Artigo, Carlos Alberto Sardenberg, O Globo - Engaram os gregos

A incerteza trazida pelo governo de esquerda da Grécia levará tempo para se dissipar 

Não é piada porque o povo grego não está achando graça nenhuma. Mas é uma ironia pronta. Há dois anos e meio, Alexis Tsipras, então um jovem aspirante a líder europeu, esteve no Brasil para ouvir o conselho de Dilma e Lula. Ouviu que políticas de austeridade só levam ao desastre e que era preciso, ao contrário, aumentar o gasto público e o consumo. E não é que ele, eleito primeiro-ministro, seguiu o conselho quando o governo Dilma estava fazendo justo o contrário, uma severa política de aumento de impostos, corte de gastos e alta de juros? A mesma que os credores europeus estão exigindo da Grécia.

Tsipras está muito ocupado com a confusão que armou. Mas ainda assim poderia tomar um tempinho para telefonar ao mentor e à mentora brasileira: e o que eu faço agora, hein?

Seria só para manifestar sua bronca porque Lula e Dilma não teriam o que responder. Depois de três anos de política anti-austeridade, a economia brasileira chegou ao desastre. Logo, o conselho de dezembro de 2012, quando Tsipras teve longos papos com Dilma e Lula, está superado pelos fatos.

Austeridade, então? Dá para imaginar Tsipras reclamando com razão: mas só agora vocês me avisam? Seria melhor, então, que os conselheiros não dissessem nada. Simplesmente não atenderiam o telefone, celulares... e, talvez, poderiam mandar uma mensagem tipo “desculpaí, foi mal". Sabem como é, o primeiro-ministro grego é bem jovem, nem usa gravata.

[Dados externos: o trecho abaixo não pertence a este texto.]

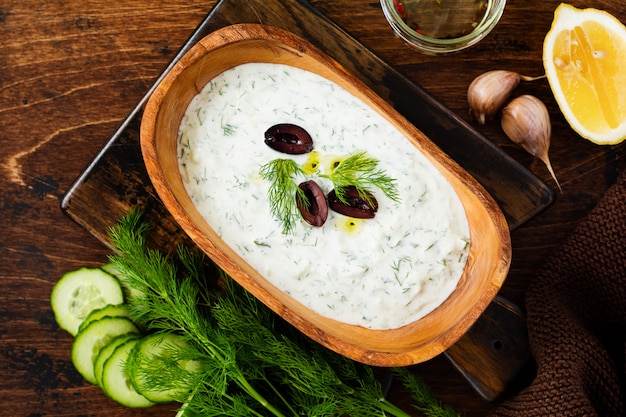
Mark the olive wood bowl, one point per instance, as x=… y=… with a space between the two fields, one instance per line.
x=490 y=246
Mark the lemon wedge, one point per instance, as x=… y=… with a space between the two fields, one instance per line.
x=584 y=55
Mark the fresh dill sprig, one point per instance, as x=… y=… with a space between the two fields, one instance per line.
x=362 y=172
x=283 y=190
x=251 y=362
x=420 y=392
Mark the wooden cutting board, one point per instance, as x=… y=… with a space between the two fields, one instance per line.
x=116 y=179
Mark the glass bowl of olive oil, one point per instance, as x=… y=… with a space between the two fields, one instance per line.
x=442 y=26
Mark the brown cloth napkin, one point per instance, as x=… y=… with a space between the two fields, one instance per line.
x=576 y=309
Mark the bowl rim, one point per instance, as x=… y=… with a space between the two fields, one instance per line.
x=293 y=44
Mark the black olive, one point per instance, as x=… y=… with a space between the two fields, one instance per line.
x=315 y=209
x=289 y=138
x=357 y=207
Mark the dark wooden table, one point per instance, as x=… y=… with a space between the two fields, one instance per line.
x=71 y=71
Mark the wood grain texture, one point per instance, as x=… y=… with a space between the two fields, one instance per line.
x=71 y=71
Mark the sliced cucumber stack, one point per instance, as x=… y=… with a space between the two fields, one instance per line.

Mesmo porque, seguem as ironias, Dilma não poderia recomendar austeridade no momento em que sua popularidade é um desastre tão grande quanto a economia.

E querem mais uma? Pois a Grécia, do ano passado para cá, estava em processo de recuperação do crescimento, junto com a Europa. Podem checar os diversos cenários que vinham sendo feitos por instituições internacionais. Ou pela revista “Economist”: a previsão de crescimento para este ano é (era) de 1,4%, depois de uma expansão de 0,8% em 2014.

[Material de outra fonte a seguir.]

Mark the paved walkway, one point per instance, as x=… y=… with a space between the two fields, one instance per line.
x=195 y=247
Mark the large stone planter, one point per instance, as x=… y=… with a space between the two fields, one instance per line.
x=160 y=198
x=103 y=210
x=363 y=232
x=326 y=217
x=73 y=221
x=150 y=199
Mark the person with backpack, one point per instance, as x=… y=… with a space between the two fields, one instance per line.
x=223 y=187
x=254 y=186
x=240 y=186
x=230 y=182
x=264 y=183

É pouco, claro, nem de longe repõe as perdas da recessão e o desemprego continua na casa dos 25%. Mas era um desempenho melhor que a anti-austeridade brasileira. Nada de crescimento em 2014 e uma recessão em 2015. Alguns dirão: a recessão deste ano é culpa da austeridade. Não é. Nenhuma política conseguiria produzir maldades tão rapidamente. Desastres econômicos são cuidadosamente construídos ao longo de muitos equívocos. E tanto maior o tempo de recuperação quanto maior e mais longo o desastre.

Tudo considerado, a população brasileira sabe que ainda passará por tempos difíceis: inflação elevada, juros altos, desemprego em alta e só a renda em queda. A população grega vai passar por tempos piores, ficando ou não na Zona do Euro, fazendo ou não um novo acordo com os credores. A incerteza trazida pelo governo de esquerda de Tsipras levará tempo para se dissipar.

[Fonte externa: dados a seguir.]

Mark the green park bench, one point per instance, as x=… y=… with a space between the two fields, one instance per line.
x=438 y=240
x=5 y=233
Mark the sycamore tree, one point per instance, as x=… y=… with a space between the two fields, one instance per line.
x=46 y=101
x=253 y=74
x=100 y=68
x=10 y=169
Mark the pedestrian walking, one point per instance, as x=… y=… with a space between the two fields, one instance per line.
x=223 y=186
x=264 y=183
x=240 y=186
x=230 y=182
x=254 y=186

Por exemplo: se o governo reabrir os bancos e permitir a livre movimentação do dinheiro, não sobrará um centavo na Grécia. Toda pessoa de bom senso transferirá sua poupança para, digamos, a Alemanha.

Mas o país estará certamente pior se deixar o Euro, sem novo acordo de financiamento. Além dos problemas atuais, haverá desvalorização e alta inflação na nova moeda (contra inflação zero do euro) e, pois, a perda do valor de poupanças e rendas.

Neste caso, entrará em operação o Plano B, explicado em entrevista a O GLOBO por Theodoros Paraskevopoulos, assessor econômico do Syriza, o partido de Tsipras: “Suspender completamente o pagamento da nossa dívida, em outras palavras, dar o calote. Pela primeira vez, os bancos alemães e franceses vão sofrer com essa crise. Eu sei que, nesse caso, a Grécia não teria mais acesso ao mercado de capitais".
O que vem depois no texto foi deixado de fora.